'We Want To Breathe, Too': Solidarity From Iraq
Seventeen years after US troops invaded their country and eight months since protests engulfed their cities, Iraqis are sending solidarity, warnings and advice to demonstrators across America.
Whether in Baghdad's Tahrir Square or on Twitter, Iraqis are closely watching the unprecedented street protests sparked by the killing of George Floyd, an unarmed black man who died in Minneapolis as a police officer knelt on his neck.
"I think what the Americans are doing is brave and they should be angry, but rioting is not the solution," said Yassin Alaa, a scrawny 20-year-old camped out in Tahrir.
Only a few dozen Iraqis remain in tents in the capital's main protest square, which just months ago saw security forces fire tear gas and live bullets at demonstrators, who shot back with rocks or occasionally Molotov cocktails.
Violence left more than 550 people dead, but virtually no one has been held accountable -- mirroring a lack of accountability over deaths at the hands of security forces in the US, Iraqis say.
Now, they want to share their lessons learned.
"Don't set anything on fire.

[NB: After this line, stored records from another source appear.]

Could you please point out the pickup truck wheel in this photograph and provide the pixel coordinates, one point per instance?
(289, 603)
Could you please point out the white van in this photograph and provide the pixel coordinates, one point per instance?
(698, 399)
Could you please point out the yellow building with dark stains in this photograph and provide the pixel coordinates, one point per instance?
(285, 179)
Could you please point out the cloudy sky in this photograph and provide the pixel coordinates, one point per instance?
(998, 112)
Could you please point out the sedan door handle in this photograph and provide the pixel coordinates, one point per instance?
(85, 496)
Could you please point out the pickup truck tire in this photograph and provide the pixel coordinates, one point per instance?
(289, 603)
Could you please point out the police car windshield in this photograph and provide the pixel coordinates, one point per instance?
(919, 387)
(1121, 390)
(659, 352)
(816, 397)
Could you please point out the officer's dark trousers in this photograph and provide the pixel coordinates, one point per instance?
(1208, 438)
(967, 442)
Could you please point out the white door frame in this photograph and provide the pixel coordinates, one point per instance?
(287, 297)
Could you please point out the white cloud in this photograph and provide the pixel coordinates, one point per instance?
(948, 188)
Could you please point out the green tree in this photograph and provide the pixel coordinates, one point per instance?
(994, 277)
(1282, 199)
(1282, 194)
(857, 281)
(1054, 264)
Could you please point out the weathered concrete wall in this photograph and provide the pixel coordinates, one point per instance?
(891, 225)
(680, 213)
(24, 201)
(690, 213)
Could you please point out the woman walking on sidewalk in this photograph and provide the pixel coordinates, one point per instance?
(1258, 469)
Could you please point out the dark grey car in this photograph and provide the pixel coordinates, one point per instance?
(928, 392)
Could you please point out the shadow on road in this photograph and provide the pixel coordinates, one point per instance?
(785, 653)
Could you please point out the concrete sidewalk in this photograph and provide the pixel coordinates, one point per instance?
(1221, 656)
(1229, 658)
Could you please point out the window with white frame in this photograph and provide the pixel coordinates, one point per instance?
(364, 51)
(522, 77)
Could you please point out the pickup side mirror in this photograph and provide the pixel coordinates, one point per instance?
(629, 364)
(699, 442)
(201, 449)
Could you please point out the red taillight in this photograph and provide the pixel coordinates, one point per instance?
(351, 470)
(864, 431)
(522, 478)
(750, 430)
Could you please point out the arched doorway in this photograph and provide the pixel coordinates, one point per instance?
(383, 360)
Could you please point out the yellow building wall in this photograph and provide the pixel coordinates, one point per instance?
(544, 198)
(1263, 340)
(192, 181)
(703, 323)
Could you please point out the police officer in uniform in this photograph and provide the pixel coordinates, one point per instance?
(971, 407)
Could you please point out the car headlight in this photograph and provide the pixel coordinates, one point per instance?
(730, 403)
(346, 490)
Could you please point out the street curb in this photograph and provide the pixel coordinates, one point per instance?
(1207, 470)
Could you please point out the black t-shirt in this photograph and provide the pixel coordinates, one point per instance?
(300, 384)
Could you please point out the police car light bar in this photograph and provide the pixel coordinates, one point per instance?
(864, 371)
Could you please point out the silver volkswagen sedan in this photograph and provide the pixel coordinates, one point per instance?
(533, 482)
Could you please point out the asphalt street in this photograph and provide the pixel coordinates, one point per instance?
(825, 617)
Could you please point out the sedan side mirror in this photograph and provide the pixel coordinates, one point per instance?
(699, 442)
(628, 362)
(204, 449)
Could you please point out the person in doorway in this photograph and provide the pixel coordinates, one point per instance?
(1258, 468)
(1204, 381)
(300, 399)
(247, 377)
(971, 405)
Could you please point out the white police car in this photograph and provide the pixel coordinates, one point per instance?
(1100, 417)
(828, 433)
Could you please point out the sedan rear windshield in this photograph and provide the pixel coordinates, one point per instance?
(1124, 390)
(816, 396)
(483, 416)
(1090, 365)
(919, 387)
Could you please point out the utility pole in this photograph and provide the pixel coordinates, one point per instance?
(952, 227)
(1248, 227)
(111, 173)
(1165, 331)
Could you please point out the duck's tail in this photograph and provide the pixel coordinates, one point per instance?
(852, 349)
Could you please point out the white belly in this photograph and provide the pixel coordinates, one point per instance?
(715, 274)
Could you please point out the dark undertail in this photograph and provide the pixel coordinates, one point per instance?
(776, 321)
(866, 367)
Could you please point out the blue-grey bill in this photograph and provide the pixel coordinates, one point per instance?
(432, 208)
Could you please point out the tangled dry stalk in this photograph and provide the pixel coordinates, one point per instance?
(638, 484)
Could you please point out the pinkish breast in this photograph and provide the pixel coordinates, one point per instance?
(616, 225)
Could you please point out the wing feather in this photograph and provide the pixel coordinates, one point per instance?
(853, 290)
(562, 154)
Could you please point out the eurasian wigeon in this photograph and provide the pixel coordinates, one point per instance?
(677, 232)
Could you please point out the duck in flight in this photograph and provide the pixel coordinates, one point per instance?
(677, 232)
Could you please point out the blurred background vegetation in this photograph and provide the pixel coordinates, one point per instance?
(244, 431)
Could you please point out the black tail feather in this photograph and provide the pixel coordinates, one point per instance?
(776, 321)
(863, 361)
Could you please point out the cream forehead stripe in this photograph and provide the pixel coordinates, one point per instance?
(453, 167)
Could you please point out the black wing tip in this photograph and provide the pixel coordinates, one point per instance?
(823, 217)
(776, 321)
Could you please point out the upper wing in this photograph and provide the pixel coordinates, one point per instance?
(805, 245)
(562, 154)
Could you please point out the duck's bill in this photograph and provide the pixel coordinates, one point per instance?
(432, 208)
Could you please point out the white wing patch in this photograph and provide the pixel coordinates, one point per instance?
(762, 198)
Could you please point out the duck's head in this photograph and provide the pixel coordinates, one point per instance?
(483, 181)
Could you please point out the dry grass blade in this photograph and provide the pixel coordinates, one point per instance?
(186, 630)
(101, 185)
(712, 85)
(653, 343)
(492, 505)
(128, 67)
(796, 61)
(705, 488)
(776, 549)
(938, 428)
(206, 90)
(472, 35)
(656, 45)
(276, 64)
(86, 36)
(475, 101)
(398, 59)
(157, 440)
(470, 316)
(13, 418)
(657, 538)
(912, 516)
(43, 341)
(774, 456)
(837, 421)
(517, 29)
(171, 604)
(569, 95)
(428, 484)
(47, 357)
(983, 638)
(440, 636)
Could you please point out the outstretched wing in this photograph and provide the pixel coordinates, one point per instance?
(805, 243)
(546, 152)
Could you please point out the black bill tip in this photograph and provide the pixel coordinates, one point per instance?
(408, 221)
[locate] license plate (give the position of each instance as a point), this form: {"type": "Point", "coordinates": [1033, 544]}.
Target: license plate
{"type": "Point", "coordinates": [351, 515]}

Stay away from that, because the police will treat you with force right from the beginning and might react unpredictably," Alaa told AFP.
And most importantly, he insisted, stick together.
"If blacks and whites were united and they threw racism away, the system can never stop them," he said.
Across their country, Iraqis spotted parallels between the roots of America's protests and their own society.
"In the US it's a race war, while here it's a war of politics and religion," said Haider Kareem, 31, who protested often in Tahrir and whose family lives in the US.
"But the one thing we have in common is the injustice we both suffer from," he told AFP.
Iraq has its own history of racism, particularly against a minority of Afro-Iraqis in the south who trace their roots back to East Africa.
In 2013, leading Afro-Iraqi figure Jalal Thiyab was gunned down in the oil-rich city of Basra -- but discrimination against the community is otherwise mostly non-violent.
"Our racism is different than America's racism," said Ali Essam, a 34-year-old Afro-Iraqi who directed a wildly popular play about Iraq's protests last year.
"Here, we joke about dark skin but in America, being dark makes people think you're a threat," he told AFP.
Solidarity is spreading online, too, with Iraqis tweaking their own protest chants and slogans to fit the US.
In one video, an elderly Iraqi is seen reciting a "hosa" or rhythmic chant, used to rally people into the streets last year and now adapted to an American context.
"This is a vow, this a vow! Texas won't be quiet now," he bellowed, before advising Americans to keep their rallies independent of foreign interference -- mimicking a US government warning to Iraqis last year.
Others shared the hashtag "America Revolts."
Another Arabic hashtag going viral in Iraq translates as "We want to breathe, too", referring to Floyd's last words.
Not all the comparisons have been uplifting, however.
The governor of Minnesota, the state in which Minneapolis is located, said the US street violence "was reminiscent of Mogadishu or Baghdad".
And the troops briefly deployed by US President Donald Trump to quell unrest in Washington were from the 82nd Airborne -- which had just returned from duty in Iraq.
"Trump is using the American army against the American people," said Democrat presidential candidate and former vice president Joe Biden.
Iraqis have fought back online, tweeting "Stop associating Baghdad with turmoil," in response to comparisons with their homeland.
Others have used biting sarcasm.
In response to videos of crowds breaking into shops across US cities, Iraqis have dug up an infamous quote by ex-defence secretary Donald Rumsfeld.
"Lawlessness and looting is a natural consequence of the transition from dictatorship to a free country," he said in response to a journalist's question on widespread looting and chaos in Baghdad following the 2003 US-led invasion.